Fry also wrote the initial script for episode 11 of series 2 of the revived Doctor Who.[1] Believing the script to be too complex however, Russell T Davies decided it would be better suited for season three, giving the crew more time for preparation. The script was replaced with Fear Her, and was never made as Fry could not find the time to make the necessary alterations to the script. [2] This episode was, according to Fry in an interview with Bob Tyrer[3], about the "Sub-Arthurian legend of [Sir] Gawain and the Green Knight", or "Gavin" as Fry playfully refers to him as, conjecturing that Gavin would be the modern form of the name Gawain. In the original legend, "It describes how Sir Gawain, a knight of King Arthur's Round Table, accepts a challenge from a mysterious "Green Knight" who challenges any knight to strike him with his axe if he will take a return blow in a year and a day. Gawain accepts and beheads him with his blow, at which the Green Knight stands up, picks up his head and reminds Gawain of the appointed time. In his struggles to keep his bargain Gawain demonstrates chivalry and loyalty until his honour is called into question by a test involving Lady Bertilak, the lady of the Green Knight's castle.".[4] Fry had weaved a Doctor Who story into this in his original script.

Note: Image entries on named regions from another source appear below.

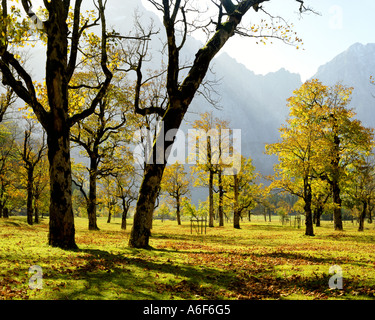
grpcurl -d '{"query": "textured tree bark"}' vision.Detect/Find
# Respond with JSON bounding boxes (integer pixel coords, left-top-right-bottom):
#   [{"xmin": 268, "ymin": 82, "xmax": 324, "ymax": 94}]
[
  {"xmin": 358, "ymin": 201, "xmax": 367, "ymax": 231},
  {"xmin": 121, "ymin": 209, "xmax": 128, "ymax": 230},
  {"xmin": 26, "ymin": 166, "xmax": 34, "ymax": 225},
  {"xmin": 176, "ymin": 195, "xmax": 181, "ymax": 226},
  {"xmin": 87, "ymin": 157, "xmax": 99, "ymax": 231},
  {"xmin": 218, "ymin": 171, "xmax": 225, "ymax": 227},
  {"xmin": 129, "ymin": 1, "xmax": 262, "ymax": 248},
  {"xmin": 47, "ymin": 128, "xmax": 77, "ymax": 249},
  {"xmin": 233, "ymin": 174, "xmax": 241, "ymax": 229},
  {"xmin": 331, "ymin": 131, "xmax": 343, "ymax": 231}
]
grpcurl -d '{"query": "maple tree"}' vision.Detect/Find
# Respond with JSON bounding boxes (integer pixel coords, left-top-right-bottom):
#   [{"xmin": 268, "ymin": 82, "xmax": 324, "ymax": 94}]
[
  {"xmin": 21, "ymin": 121, "xmax": 46, "ymax": 225},
  {"xmin": 71, "ymin": 73, "xmax": 130, "ymax": 230},
  {"xmin": 223, "ymin": 156, "xmax": 260, "ymax": 229},
  {"xmin": 161, "ymin": 162, "xmax": 190, "ymax": 225},
  {"xmin": 0, "ymin": 0, "xmax": 112, "ymax": 249},
  {"xmin": 189, "ymin": 112, "xmax": 230, "ymax": 227},
  {"xmin": 266, "ymin": 79, "xmax": 372, "ymax": 236},
  {"xmin": 0, "ymin": 123, "xmax": 19, "ymax": 218},
  {"xmin": 129, "ymin": 0, "xmax": 307, "ymax": 248}
]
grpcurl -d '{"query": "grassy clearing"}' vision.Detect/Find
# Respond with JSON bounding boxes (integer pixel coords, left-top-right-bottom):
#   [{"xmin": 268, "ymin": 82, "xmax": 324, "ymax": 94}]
[{"xmin": 0, "ymin": 217, "xmax": 375, "ymax": 300}]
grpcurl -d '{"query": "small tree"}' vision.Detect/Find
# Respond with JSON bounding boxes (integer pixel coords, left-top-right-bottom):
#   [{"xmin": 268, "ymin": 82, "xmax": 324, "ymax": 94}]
[
  {"xmin": 21, "ymin": 120, "xmax": 47, "ymax": 225},
  {"xmin": 161, "ymin": 162, "xmax": 190, "ymax": 225}
]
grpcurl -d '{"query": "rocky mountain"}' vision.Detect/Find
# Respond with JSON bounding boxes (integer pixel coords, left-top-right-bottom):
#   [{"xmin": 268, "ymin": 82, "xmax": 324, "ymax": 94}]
[
  {"xmin": 314, "ymin": 43, "xmax": 375, "ymax": 128},
  {"xmin": 23, "ymin": 0, "xmax": 375, "ymax": 180}
]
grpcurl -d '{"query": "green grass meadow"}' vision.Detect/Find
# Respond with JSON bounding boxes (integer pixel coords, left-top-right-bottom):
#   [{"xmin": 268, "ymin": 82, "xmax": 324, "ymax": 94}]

Outside of the Doctor Who universe, Fry is a well-known British film and TV personality whose early credits include Fry and Laurie, Blackadder (written by Richard Curtis and starring Rowan Atkinson), and Jeeves and Wooster. More recently he provided the voice of the eponymous Guide in the 2005 film version of Douglas Adams' The Hitchhiker's Guide to the Galaxy, is currently the host of panel show QI, and appears in the forthcoming The Hobbit: The Desolation of Smaug. He was also the narrator of the UK Harry Potter audiobooks, as well as several videogames based on the series.
In June 2010, Fry stirred controversy in Who fandom in a speech in which he described programmes such as Doctor Who as "wonderfully written" but "not for adults". Steven Moffat responded by saying the show was "was designed specifically to be a family programme, that's what it's for." [5]
In the DWU
Stephen Fry is mentioned in PROSE: The Tomorrow Windows as one of the many celebrities attending the opening of the Tomorrow Windows at Tate Modern.